業務効率化の効果が高いプロセスを選びましょう。
具体的には、毎日の定型業務や複数人が関わる作業、エラーが発生しやすい業務などが候補になります。「このプロセスを効率化できれば、大きな効果が得られる」と考えられる業務から始めると良いでしょう。
また、前述のように、近い将来に大きく変更される予定があるプロセスは、文書化の優先度を下げることを検討してください。
選んだプロセスの全体像を明確にします。
まず、そのプロセスに必要な情報や道具(入力)、プロセスを実行した結果できあがるもの(出力)、そして期待される品質基準を書き出します。その上で、入力から出力までの具体的な作業手順を時系列で整理します。
各ステップには、必ず実施者が1人になるように気を付けることが重要です。この段階では、現場の担当者に実際の業務の流れを確認することが重要です。
プロセスの運用方法と手順書を作成します。
まず、Asanaで繰り返しタスクとして設定し、担当者、期限、チェックリストなどを含めた実務的な運用ルールを決めます。例えば、営業活動のフォローアップや定期的な顧客訪問スケジュールを設定すると効果的です。
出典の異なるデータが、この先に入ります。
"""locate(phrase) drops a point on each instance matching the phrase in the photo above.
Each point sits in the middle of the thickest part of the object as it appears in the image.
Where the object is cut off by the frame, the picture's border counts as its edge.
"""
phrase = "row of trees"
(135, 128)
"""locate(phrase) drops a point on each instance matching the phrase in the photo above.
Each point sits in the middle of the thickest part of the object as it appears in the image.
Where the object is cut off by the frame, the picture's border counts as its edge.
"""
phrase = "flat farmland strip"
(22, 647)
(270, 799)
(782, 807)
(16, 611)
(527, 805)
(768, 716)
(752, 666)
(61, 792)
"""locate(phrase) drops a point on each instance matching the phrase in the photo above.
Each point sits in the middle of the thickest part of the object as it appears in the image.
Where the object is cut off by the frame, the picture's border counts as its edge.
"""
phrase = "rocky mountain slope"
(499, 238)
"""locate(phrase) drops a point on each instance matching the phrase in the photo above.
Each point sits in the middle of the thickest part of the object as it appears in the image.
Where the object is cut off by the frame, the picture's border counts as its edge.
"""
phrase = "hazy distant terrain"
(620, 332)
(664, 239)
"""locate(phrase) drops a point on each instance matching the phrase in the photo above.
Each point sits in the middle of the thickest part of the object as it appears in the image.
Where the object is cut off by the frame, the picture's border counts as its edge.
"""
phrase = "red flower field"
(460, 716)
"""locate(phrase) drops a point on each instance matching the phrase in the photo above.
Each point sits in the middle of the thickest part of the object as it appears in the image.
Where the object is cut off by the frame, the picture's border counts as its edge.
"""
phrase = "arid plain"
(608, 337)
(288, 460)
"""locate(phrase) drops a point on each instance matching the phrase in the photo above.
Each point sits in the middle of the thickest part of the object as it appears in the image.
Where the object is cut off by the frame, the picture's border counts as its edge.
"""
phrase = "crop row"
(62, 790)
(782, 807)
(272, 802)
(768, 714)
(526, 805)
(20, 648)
次に、Notionで詳細な手順書を作成します。手順書には、プロセスの目的、具体的な手順、注意点、トラブル時の対応方法を含めます。たとえば、在庫管理のプロセスで、発注から在庫確認までのフローを細かく記載することが推奨されます。作成後は、両者をリンクさせて、実務とマニュアルの一貫性を確保します。
文書化したプロセスの実用性を確認します。
プロセスをよく知らない社員に、作成した文書とタスク設定だけを頼りに実際の作業を行ってもらいます。
その後、テスト担当者、現場担当者、管理者で集まり、手順の分かりやすさ、実務との整合性、想定外のケースへの対応、効率性などを評価します。この評価に基づいて、必要な修正を行います。例えば、説明が曖昧な箇所に補足を加えたり、作業フローに新しいステップを追加したりすることが有効です。特に、テスト担当者からの「分かりにくい」という指摘は、重要な改善のヒントとなります。
完成したプロセスを組織に導入します。
関係者全員に新しいプロセスを周知し、必要に応じて簡単な研修を行います。運用開始後は、現場からのフィードバックを随時受け付け、四半期に一度程度の頻度で内容を見直します。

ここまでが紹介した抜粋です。